Author: Rolando T. Dy
Any views expressed in this article are those of the author and not of Philippine Statistics Authority.
Once again, a food price crisis has hit the country. It was so in 1995, in 2015 and this year. What seems to be wrong?
The National Food Authority, the sole rice importer/regulator, failed in its mandate of food security. But that is the short of it. The long-term challenges are more complicated that they must be understood by all stakeholders.
Food security is defined as the state in which people at all times have physical, social and economic access to sufficient and nutritious food that meets their dietary needs for a healthy and active life—Food and Agriculture Organization.
There are three main metrics: affordability, availability and food quality. The Economist Intelligence Unit developed the global food security index (GFSI), the latest was dated September 2017. The GFSI work is sponsored by DuPont.

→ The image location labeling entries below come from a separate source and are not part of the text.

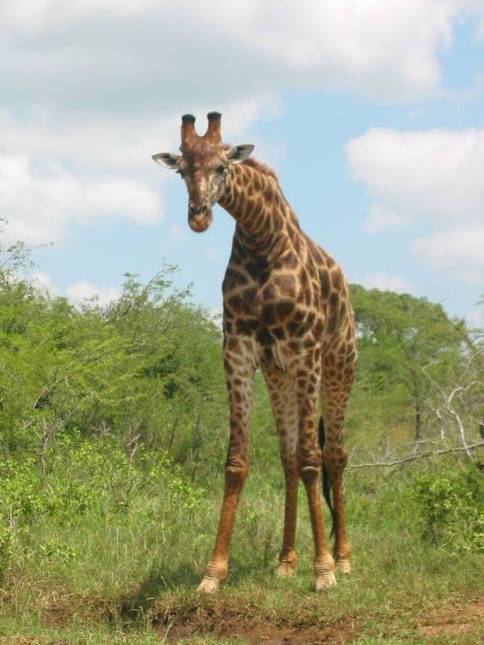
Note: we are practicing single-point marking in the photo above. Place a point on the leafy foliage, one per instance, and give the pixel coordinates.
(451, 508)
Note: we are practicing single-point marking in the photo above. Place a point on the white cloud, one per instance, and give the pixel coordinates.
(459, 249)
(84, 290)
(435, 173)
(386, 282)
(118, 54)
(432, 178)
(382, 220)
(39, 206)
(76, 292)
(475, 318)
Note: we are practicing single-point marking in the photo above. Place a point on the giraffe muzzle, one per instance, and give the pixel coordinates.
(199, 218)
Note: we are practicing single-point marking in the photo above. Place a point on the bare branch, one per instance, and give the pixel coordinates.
(421, 455)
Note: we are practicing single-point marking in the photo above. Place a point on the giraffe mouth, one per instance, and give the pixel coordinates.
(200, 222)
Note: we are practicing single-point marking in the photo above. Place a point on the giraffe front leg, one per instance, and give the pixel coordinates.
(239, 370)
(338, 373)
(284, 408)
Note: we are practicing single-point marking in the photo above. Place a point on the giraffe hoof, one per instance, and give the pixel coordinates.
(208, 585)
(285, 570)
(326, 580)
(343, 564)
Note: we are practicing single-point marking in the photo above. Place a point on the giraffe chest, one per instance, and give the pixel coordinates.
(274, 316)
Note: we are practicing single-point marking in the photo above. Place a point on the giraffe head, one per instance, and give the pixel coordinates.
(203, 164)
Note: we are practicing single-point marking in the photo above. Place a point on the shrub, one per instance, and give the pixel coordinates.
(451, 512)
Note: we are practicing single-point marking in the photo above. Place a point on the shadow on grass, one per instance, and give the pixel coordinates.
(159, 580)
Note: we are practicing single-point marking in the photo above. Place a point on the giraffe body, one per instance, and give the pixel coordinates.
(287, 311)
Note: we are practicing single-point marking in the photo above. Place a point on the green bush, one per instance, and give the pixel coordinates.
(451, 510)
(5, 548)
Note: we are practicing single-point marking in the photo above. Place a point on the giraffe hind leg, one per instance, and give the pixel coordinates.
(326, 479)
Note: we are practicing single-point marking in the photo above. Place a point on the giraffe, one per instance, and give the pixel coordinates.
(286, 310)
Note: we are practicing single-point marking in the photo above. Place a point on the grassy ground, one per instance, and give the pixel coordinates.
(127, 573)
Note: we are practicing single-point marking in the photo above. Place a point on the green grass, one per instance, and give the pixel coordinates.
(127, 572)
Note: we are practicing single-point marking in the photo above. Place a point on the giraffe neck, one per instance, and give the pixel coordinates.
(255, 201)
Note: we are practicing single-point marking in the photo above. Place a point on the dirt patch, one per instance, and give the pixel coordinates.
(247, 620)
(453, 620)
(270, 634)
(254, 631)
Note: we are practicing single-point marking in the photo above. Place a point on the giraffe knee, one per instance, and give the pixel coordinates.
(310, 467)
(236, 471)
(334, 459)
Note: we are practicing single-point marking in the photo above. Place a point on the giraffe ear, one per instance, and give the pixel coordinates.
(239, 153)
(167, 159)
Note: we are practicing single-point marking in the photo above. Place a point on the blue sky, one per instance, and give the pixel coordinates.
(372, 115)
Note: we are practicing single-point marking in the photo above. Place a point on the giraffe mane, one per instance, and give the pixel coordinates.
(262, 168)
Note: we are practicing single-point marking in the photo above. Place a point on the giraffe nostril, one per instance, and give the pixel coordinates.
(197, 210)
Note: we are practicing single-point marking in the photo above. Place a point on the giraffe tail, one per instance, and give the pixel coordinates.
(326, 476)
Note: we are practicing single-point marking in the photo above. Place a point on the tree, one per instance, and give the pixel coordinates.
(404, 340)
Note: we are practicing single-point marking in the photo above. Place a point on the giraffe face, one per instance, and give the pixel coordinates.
(204, 166)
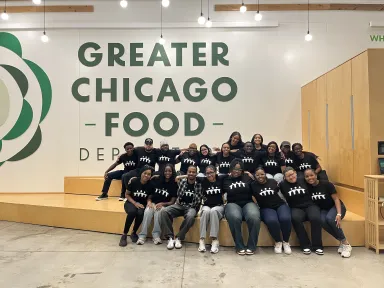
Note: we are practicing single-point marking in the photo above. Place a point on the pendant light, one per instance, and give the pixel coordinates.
(201, 19)
(258, 16)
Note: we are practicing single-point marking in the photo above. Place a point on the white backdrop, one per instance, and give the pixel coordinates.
(269, 66)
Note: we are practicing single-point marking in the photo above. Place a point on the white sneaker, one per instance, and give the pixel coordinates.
(202, 246)
(157, 241)
(215, 246)
(287, 248)
(178, 244)
(171, 244)
(279, 247)
(347, 251)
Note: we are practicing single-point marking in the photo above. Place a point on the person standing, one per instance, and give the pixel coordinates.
(332, 209)
(129, 160)
(275, 213)
(302, 209)
(188, 202)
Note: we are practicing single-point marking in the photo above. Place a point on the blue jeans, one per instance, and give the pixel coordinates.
(329, 224)
(278, 220)
(115, 175)
(235, 215)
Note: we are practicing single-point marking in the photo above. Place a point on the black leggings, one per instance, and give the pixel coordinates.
(134, 213)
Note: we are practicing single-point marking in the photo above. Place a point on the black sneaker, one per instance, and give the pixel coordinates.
(103, 196)
(123, 241)
(134, 237)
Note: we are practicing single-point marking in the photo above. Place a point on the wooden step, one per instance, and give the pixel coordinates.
(84, 213)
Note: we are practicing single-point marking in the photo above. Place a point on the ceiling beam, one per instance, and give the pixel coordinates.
(302, 7)
(50, 9)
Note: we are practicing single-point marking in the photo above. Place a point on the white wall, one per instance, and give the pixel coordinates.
(269, 66)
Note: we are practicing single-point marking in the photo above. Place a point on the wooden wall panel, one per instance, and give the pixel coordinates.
(360, 92)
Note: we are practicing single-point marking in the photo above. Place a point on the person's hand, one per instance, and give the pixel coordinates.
(338, 221)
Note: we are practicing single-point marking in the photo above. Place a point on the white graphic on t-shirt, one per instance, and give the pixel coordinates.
(270, 163)
(162, 192)
(140, 193)
(145, 159)
(248, 160)
(304, 166)
(237, 184)
(266, 191)
(130, 163)
(296, 190)
(213, 190)
(318, 196)
(189, 161)
(164, 159)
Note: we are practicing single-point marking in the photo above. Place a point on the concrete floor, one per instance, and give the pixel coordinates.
(34, 256)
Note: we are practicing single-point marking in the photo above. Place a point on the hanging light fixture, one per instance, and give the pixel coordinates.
(5, 15)
(208, 24)
(308, 36)
(161, 40)
(44, 37)
(258, 15)
(201, 19)
(243, 8)
(124, 3)
(165, 3)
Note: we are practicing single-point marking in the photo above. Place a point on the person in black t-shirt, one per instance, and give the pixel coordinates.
(273, 163)
(224, 159)
(303, 209)
(304, 160)
(137, 198)
(164, 188)
(146, 156)
(274, 212)
(241, 207)
(249, 156)
(332, 209)
(129, 160)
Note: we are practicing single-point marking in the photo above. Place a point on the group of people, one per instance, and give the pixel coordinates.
(241, 181)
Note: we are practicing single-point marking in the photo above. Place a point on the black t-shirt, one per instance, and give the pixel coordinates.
(140, 192)
(163, 191)
(145, 158)
(212, 192)
(187, 161)
(205, 161)
(238, 189)
(167, 157)
(129, 162)
(188, 195)
(267, 194)
(272, 165)
(251, 161)
(224, 162)
(321, 194)
(297, 194)
(309, 161)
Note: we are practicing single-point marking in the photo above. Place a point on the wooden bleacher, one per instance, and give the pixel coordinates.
(76, 208)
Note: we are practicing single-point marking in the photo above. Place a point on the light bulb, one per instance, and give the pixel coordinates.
(165, 3)
(124, 3)
(201, 19)
(308, 37)
(44, 38)
(4, 16)
(258, 16)
(208, 24)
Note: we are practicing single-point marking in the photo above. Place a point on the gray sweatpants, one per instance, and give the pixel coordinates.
(150, 213)
(213, 216)
(173, 211)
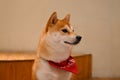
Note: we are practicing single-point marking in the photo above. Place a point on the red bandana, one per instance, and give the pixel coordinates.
(68, 65)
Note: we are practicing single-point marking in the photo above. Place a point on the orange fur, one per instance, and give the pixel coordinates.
(52, 47)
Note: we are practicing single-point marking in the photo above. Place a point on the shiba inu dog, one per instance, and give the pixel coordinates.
(53, 61)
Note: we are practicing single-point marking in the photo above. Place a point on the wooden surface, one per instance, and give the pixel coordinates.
(106, 79)
(19, 67)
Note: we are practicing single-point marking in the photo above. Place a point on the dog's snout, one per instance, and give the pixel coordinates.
(78, 38)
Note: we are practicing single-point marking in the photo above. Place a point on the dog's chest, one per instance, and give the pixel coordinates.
(47, 72)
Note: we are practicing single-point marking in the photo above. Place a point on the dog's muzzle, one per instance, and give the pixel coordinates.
(78, 38)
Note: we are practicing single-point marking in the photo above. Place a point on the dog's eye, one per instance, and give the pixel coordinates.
(64, 30)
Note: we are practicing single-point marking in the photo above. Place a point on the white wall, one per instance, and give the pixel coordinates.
(98, 21)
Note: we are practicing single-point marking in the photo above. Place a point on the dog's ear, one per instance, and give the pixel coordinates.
(53, 19)
(67, 18)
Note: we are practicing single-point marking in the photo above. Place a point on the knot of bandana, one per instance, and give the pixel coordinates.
(68, 65)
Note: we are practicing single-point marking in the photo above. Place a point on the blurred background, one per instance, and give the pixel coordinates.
(97, 21)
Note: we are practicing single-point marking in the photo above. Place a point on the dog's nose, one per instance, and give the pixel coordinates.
(78, 38)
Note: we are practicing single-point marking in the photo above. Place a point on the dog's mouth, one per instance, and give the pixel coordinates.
(73, 43)
(78, 38)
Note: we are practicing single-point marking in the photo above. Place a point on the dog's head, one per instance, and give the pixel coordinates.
(60, 31)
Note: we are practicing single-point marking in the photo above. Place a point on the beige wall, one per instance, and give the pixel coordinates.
(98, 21)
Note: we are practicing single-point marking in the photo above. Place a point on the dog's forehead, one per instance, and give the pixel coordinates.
(69, 27)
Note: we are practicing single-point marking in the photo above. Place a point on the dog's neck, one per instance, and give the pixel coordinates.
(54, 51)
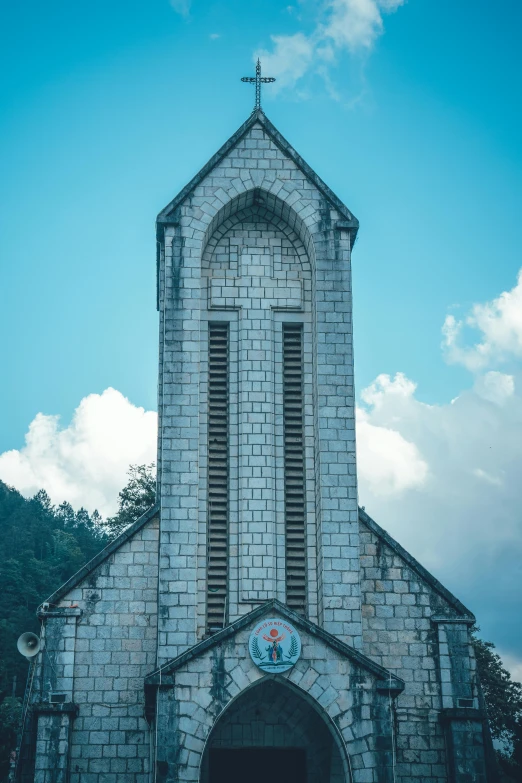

Affordability “measures the ability of consumers to purchase food, their vulnerability to price shocks and the presence of programmes and policies to support customers when shocks occur.” It has six indicators: Food consumption as a share of household expenditure, proportion of the population under the global poverty line at purchasing power parity (PPP), gross domestic products per head at PPP exchange rates, agricultural import tariffs, presence of food safety-net programs and access to financing for farmers. This comprises 40 percent of GFSI.